En cambio, para Putin existe una figura abominable y culpable de todos los males en la historia de Rusia: Vladimir Lenin. En enero pasado, Putin llegó a hacerlo responsable post mortem de la disgregación de la Unión Soviética: “Puso una bomba atómica bajo la casa de Rusia que después explotó” (Isabelle Mandraud, “Putin y el desafío de Lenin”, Viento Sur, febrero 2016). ¿Cuál es esa maldita bomba leninista, que disgregó los dominios de Rusia? El principio defendido por Lenin (contra Stalin, al constituirse la URSS) de “autodeterminación de los pueblos” con “igualdad plena” y el “derecho de cada uno a abandonar la Unión” (ídem). Putin, con toda franqueza, explica que va en dirección opuesta.

En ese sentido, su proyecto reconstructivo, al tiempo que abomina de Lenin, reivindica no sólo la Rusia imperial de los grandes zares sino también la de Stalin, aunque en este caso esquiva prudentemente personalizar. Para eso se toma de un gran hecho histórico, la lucha heroica y la victoria de la Unión Soviética sobre el nazi-fascismo en la Segunda Guerra Mundial. Los monumentales desfiles militares que organiza frente al Kremlin, están presididos por dos colosales escudos, el del águila bicéfala usado por los zares y el de la hoz y el martillo. Pero, al igual que hacía Stalin, este triunfo sobre el nazi-fascismo es vaciado de su contenido internacionalista: es “la Gran Guerra Patria”.

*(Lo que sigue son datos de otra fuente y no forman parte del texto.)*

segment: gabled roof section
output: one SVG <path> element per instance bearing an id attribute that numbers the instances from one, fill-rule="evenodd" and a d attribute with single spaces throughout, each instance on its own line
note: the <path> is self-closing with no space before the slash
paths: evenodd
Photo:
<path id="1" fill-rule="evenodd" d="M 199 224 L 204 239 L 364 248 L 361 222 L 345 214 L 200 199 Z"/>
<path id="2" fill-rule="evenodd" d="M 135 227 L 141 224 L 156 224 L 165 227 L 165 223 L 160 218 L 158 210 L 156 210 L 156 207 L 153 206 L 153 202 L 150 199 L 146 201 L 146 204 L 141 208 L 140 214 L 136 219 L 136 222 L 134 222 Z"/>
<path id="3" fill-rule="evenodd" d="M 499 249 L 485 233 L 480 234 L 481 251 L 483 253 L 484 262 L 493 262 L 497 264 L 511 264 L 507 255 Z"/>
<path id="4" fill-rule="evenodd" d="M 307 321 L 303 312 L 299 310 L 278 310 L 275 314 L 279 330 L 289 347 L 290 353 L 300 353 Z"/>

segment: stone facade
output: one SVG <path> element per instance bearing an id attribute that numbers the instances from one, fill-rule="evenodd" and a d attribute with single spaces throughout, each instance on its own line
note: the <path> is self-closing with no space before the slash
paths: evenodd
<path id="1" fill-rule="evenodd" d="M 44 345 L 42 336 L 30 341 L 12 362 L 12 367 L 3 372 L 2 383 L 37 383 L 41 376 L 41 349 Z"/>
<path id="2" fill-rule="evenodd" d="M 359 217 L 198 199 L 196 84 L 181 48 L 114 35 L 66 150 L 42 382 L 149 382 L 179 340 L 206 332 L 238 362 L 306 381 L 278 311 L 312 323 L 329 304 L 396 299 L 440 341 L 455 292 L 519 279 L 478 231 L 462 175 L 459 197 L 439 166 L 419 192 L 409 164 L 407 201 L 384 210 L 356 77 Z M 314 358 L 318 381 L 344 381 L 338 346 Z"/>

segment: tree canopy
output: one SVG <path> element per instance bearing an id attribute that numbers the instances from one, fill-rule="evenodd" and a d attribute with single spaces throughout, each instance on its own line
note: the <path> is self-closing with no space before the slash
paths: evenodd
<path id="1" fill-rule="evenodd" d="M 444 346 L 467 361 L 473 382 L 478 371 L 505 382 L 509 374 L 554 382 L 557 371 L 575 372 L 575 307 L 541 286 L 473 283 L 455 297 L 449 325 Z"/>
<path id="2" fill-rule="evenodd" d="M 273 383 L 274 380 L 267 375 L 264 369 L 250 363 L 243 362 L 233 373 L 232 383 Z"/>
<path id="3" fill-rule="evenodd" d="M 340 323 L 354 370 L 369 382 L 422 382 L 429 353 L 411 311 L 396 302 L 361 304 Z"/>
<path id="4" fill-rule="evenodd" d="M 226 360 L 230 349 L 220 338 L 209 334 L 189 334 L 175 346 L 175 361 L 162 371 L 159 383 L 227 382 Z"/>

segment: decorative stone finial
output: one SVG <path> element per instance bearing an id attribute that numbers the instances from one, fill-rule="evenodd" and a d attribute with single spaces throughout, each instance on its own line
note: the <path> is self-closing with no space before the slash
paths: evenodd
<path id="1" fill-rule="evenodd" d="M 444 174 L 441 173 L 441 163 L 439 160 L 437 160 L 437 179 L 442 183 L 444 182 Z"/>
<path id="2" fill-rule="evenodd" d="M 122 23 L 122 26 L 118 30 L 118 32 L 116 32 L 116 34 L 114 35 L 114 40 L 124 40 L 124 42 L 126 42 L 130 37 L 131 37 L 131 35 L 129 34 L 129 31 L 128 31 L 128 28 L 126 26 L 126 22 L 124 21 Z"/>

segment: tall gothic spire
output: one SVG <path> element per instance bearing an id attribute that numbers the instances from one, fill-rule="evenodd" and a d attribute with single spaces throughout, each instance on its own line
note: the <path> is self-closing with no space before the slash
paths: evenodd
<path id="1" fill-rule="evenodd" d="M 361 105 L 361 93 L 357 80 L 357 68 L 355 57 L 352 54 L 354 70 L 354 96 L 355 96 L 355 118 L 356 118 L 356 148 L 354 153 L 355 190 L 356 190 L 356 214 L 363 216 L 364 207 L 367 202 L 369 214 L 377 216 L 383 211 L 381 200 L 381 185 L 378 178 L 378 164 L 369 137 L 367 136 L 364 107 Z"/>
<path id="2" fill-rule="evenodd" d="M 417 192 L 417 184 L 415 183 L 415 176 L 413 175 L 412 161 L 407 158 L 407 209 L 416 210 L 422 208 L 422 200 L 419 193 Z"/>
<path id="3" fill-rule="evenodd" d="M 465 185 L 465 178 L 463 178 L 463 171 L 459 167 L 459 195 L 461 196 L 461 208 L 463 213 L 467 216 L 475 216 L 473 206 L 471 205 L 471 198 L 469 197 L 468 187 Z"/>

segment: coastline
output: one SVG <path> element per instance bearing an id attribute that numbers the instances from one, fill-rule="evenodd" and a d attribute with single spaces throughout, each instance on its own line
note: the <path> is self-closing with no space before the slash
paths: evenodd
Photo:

Esta reconstrucción o recomposición geopolítica encaminada por Moscú mira hacia Oriente y también hacia Occidente. Se expresó tanto frente a la cuestión de Ucrania como a los proyectos “euroasiáticos” que están en curso con China y diversos estados de Asia Central. Y es en función de ella que además Moscú interviene decisivamente en la guerra de Siria.